Archive for 2012

NEWS YOU CAN USE: You Can Literally Throw Your Negative Thoughts Away. “According to new research in Psychological Science, writing down your negative thoughts and tossing them in the garbage can erase your bad mood.” What about posting them on a blog?

HOW TO SELL COMIC BOOKS. Bottom line, your target audience is now Howard Wolowitz, not Danny Dunn.

MARK STEYN: Laws Are For Little People. And Not David Gregory.

This is, declared NYU professor Jay Rosen, “the dumbest media story of 2012.” Why? Because, as CNN’s Howard Kurtz breezily put it, everybody knows David Gregory wasn’t “planning to commit any crimes.”

So what? Neither are the overwhelming majority of his fellow high-capacity-magazine-owning Americans. Yet they’re expected to know, as they drive around visiting friends and family over Christmas, the various and contradictory gun laws in different jurisdictions. Ignorantia juris non excusat is one of the oldest concepts in civilized society: Ignorance of the law is no excuse. Back when there was a modest and proportionate number of laws, that was just about doable. But in today’s America there are laws against everything, and any one of us at any time is unknowingly in breach of dozens of them. And in this case NBC were informed by the D.C. police that it would be illegal to show the thing on TV, and they went ahead and did it anyway: You’ll never take me alive, copper! You’ll have to pry my high-capacity magazine from my cold dead fingers! When the D.C. SWAT team, the FBI, and the ATF take out NBC News and the whole building goes up in one almighty fireball, David Gregory will be the crazed loon up on the roof like Jimmy Cagney in White Heat: “Made it, Ma! Top of the world!” At last, some actual must-see TV on that lousy network.

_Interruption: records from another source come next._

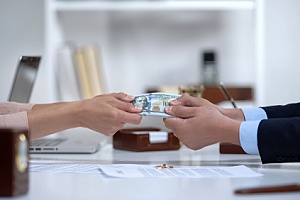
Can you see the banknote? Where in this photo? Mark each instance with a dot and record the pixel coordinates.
(153, 104)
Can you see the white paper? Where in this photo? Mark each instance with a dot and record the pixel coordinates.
(147, 171)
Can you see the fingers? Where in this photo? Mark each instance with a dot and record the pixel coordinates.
(173, 123)
(180, 111)
(132, 118)
(128, 107)
(123, 97)
(186, 100)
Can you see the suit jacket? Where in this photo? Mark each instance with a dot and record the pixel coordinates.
(279, 135)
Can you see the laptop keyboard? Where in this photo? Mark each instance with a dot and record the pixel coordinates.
(47, 142)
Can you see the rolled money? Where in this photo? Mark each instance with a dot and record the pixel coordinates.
(153, 104)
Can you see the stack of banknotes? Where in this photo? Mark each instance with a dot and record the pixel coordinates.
(154, 103)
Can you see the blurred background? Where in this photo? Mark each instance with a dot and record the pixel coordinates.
(149, 44)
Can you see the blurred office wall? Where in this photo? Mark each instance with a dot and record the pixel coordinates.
(21, 24)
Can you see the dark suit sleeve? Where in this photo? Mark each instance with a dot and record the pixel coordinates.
(279, 140)
(279, 136)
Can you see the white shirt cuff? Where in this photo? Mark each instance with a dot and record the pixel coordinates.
(254, 114)
(248, 136)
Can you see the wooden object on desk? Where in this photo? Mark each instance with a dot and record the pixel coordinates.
(125, 139)
(214, 94)
(14, 162)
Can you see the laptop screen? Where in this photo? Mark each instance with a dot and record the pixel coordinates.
(24, 79)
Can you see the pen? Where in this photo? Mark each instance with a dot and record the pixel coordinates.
(227, 95)
(269, 189)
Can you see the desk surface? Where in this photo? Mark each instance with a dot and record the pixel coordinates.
(94, 186)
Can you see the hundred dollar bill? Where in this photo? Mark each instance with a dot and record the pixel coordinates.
(154, 103)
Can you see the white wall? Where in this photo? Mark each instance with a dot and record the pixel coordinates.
(146, 49)
(282, 78)
(167, 44)
(21, 33)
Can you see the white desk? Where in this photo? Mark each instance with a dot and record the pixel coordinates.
(93, 186)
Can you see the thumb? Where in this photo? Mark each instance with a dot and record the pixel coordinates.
(180, 111)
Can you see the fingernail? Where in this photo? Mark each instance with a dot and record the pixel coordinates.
(174, 101)
(168, 108)
(138, 107)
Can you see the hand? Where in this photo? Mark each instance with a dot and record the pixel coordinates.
(197, 127)
(104, 113)
(109, 113)
(186, 100)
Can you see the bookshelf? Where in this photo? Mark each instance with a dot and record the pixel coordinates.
(59, 14)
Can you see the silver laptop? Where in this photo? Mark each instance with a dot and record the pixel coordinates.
(24, 79)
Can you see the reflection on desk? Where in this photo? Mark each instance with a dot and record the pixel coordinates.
(93, 186)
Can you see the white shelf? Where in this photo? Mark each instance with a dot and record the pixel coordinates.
(62, 6)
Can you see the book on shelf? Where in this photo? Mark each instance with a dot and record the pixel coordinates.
(91, 56)
(68, 85)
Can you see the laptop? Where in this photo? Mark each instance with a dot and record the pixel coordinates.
(21, 90)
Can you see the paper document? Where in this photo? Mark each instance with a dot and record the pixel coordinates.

But, even if we’re denied that pleasure, the “dumbest media story of 2012” is actually rather instructive. David Gregory intended to demonstrate what he regards as the absurdity of America’s lax gun laws. Instead, he’s demonstrating the ever greater absurdity of America’s non-lax laws. His investigation, prosecution, and a sentence of 20–30 years with eligibility for parole after ten (assuming Mothers Against High-Capacity Magazines don’t object) would teach a far more useful lesson than whatever he thought he was doing by waving that clip under LaPierre’s nose.

To Howard Kurtz & Co., it’s “obvious” that Gregory didn’t intend to commit a crime. But, in a land choked with laws, “obviousness” is one of the first casualties — and “obviously” innocent citizens have their “obviously” well-intentioned actions criminalized every minute of the day. Not far away from David Gregory, across the Virginia border, eleven-year-old Skylar Capo made the mistake of rescuing a woodpecker from the jaws of a cat and nursing him back to health for a couple of days. For her pains, a federal Fish & Wildlife gauleiter accompanied by state troopers descended on her house, charged her with illegal transportation of a protected species, issued her a $535 fine, and made her cry. Why is it so “obvious” that David Gregory deserves to be treated more leniently than a sixth grader? Because he’s got a TV show and she hasn’t?

Pretty much.

CHANGE: Mattel and Hasbro ‘terrified’: Do kids want gadgets more than toys?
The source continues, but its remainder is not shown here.